First, best-known and most popular studio album by Group Home, a New York duo formed by James "Lil' Dap" Heath and Jamal "Melachi the Nutcracker" Felder. Both part of the Gang Starr Foundation, both guests on Gang Starr's 1994 album "Hard to Earn", Lil Dap debuts on their previous album, "Daily Operation". The production of the disc is almost entirely created by DJ Premier, while Guru and Big Jaz have a beat each. Guests are members of the Gang Starr Foundation Guru, Big Shug, Jeru the Damaja, Absaloot, and the relatives of the two main rappers, Smiley AKA the Ghetto Child, Melachi's cousin, and Jack the Ripper, Lil Dap's younger brother.
The album remains virtually all within the Gang Starr Foundation family. It's not a record that lends itself to a careful examination of its lyrical contents, Melachi and Dap could be regular appearances in "Maybe I Can Rap Someday". They extract elementary bars between braggadocio and ghetto life themes. From the very first moments in "Inna Citi Life", they prove to be your generic MCs, have a simple and slow style, always follow the current born of the track, and have no particular personality or some kind of impressive characteristics that elevate the song to a higher status. Whether it's involuntary or not, the inclination to have rapping that is continually obscured by the rhythms, if not functional to them, seems almost intentional, in such a way as to make the music prominent in the album. When the guests introduce themselves, in what not coincidentally are some of the best songs of the project, you can guess how this LP would be classic with any other MC.

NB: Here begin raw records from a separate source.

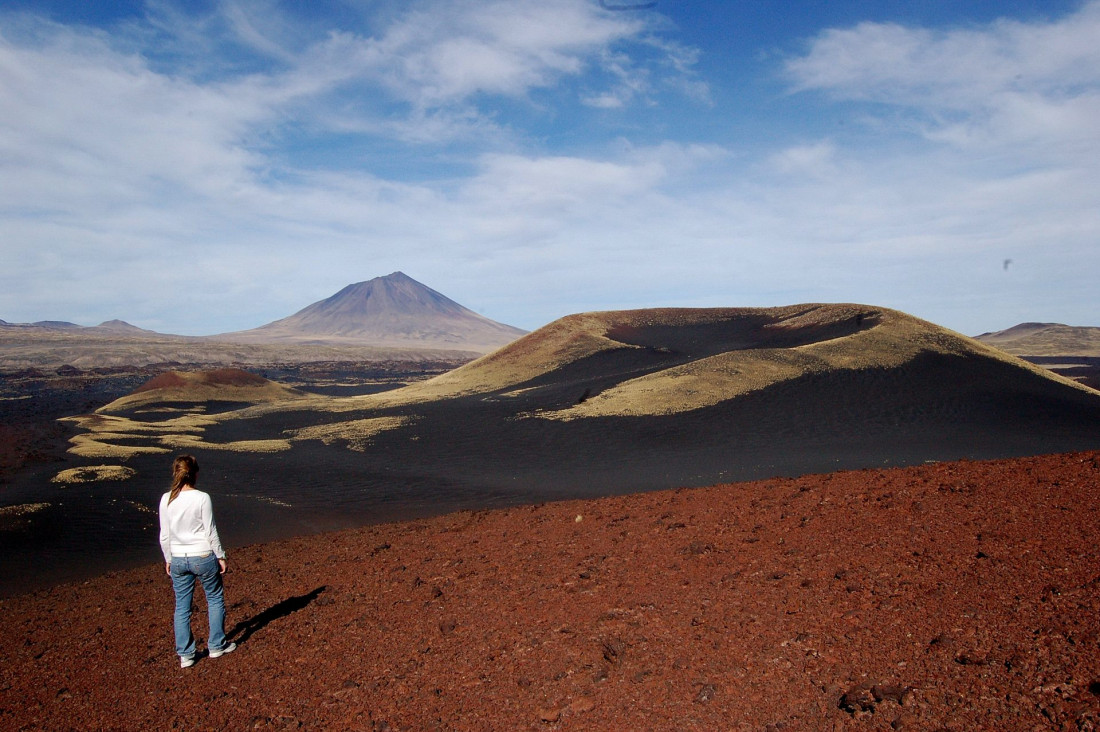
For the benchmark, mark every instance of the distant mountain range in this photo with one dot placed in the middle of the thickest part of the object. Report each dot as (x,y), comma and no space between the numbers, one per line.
(1046,339)
(392,318)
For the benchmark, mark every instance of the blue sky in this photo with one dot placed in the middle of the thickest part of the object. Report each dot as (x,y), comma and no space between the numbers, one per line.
(206,166)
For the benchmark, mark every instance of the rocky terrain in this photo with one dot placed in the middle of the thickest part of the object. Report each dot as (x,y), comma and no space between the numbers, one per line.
(593,404)
(952,596)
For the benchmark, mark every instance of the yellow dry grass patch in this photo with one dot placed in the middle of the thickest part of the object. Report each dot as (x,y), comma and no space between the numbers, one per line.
(22,510)
(195,441)
(94,473)
(356,433)
(198,392)
(87,446)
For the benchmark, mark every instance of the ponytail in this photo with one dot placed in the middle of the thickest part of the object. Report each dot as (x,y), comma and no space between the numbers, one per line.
(185,471)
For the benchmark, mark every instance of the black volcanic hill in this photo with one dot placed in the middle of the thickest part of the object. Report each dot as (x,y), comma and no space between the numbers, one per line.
(592,404)
(394,310)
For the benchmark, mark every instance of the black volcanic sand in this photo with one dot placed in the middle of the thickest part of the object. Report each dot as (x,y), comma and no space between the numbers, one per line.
(473,452)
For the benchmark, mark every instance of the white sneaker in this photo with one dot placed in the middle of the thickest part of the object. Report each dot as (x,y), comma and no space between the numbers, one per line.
(230,647)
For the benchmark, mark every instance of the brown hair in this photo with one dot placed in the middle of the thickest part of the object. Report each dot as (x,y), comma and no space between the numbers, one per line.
(185,471)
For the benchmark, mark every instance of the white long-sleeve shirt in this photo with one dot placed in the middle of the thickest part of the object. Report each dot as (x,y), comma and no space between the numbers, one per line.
(187,525)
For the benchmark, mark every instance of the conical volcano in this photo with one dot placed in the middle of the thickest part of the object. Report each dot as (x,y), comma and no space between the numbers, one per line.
(394,310)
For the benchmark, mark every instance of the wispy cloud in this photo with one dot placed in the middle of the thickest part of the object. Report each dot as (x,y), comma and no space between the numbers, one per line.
(485,148)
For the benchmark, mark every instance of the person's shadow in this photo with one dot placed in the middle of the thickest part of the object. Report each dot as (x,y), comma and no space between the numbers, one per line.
(244,630)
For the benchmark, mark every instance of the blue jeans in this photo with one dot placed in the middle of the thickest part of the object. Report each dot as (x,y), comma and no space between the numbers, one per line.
(185,570)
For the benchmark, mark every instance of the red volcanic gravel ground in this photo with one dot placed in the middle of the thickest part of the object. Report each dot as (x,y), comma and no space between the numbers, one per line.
(945,597)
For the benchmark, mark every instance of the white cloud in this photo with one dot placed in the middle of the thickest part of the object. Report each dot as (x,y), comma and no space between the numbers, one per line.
(1005,83)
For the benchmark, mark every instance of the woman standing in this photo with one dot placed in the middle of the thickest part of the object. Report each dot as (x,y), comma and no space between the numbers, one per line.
(193,550)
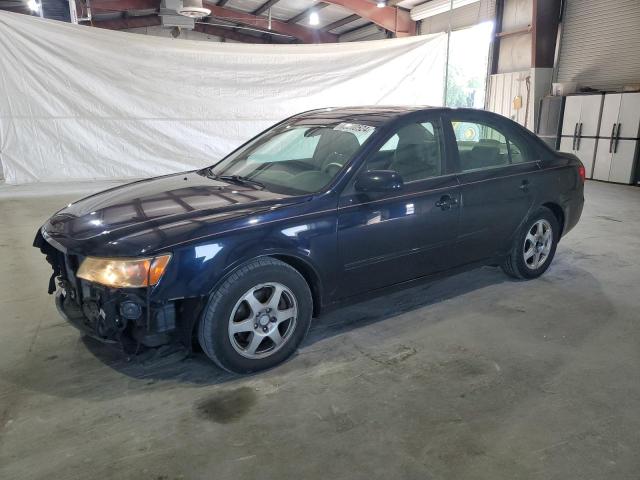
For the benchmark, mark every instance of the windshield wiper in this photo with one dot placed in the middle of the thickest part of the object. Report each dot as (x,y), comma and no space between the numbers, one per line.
(241,180)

Instead, there would be a lot of writing about production. It's Premier at his best. This document expresses its typical formula at its peak: loops of a few seconds, dirty drums, scratches on the chorus with devastating tributes, perfect rhythms. Maybe it's not the Houston producer's top selection, but it comes very close: it's an excellent set with several fresh dope rhythms and never drops below a certain level of quality, however, the instrumental album isn't flawless. It plays very well for fifty minutes since the introduction, where Premier opens the record with a sample of "Yesterday", Wes Montgomery's cover of the Beatles song. Among the other samples, those of Bob James, Hiroshima, Donald Byrd, Isaac Hayes and the soundtrack of "Mission: Impossible" stand out. The production is more cohesive than the albums with Guru, it's a dark, raw, dusty, sometimes lush, thanks to several piano loops, often protagonists.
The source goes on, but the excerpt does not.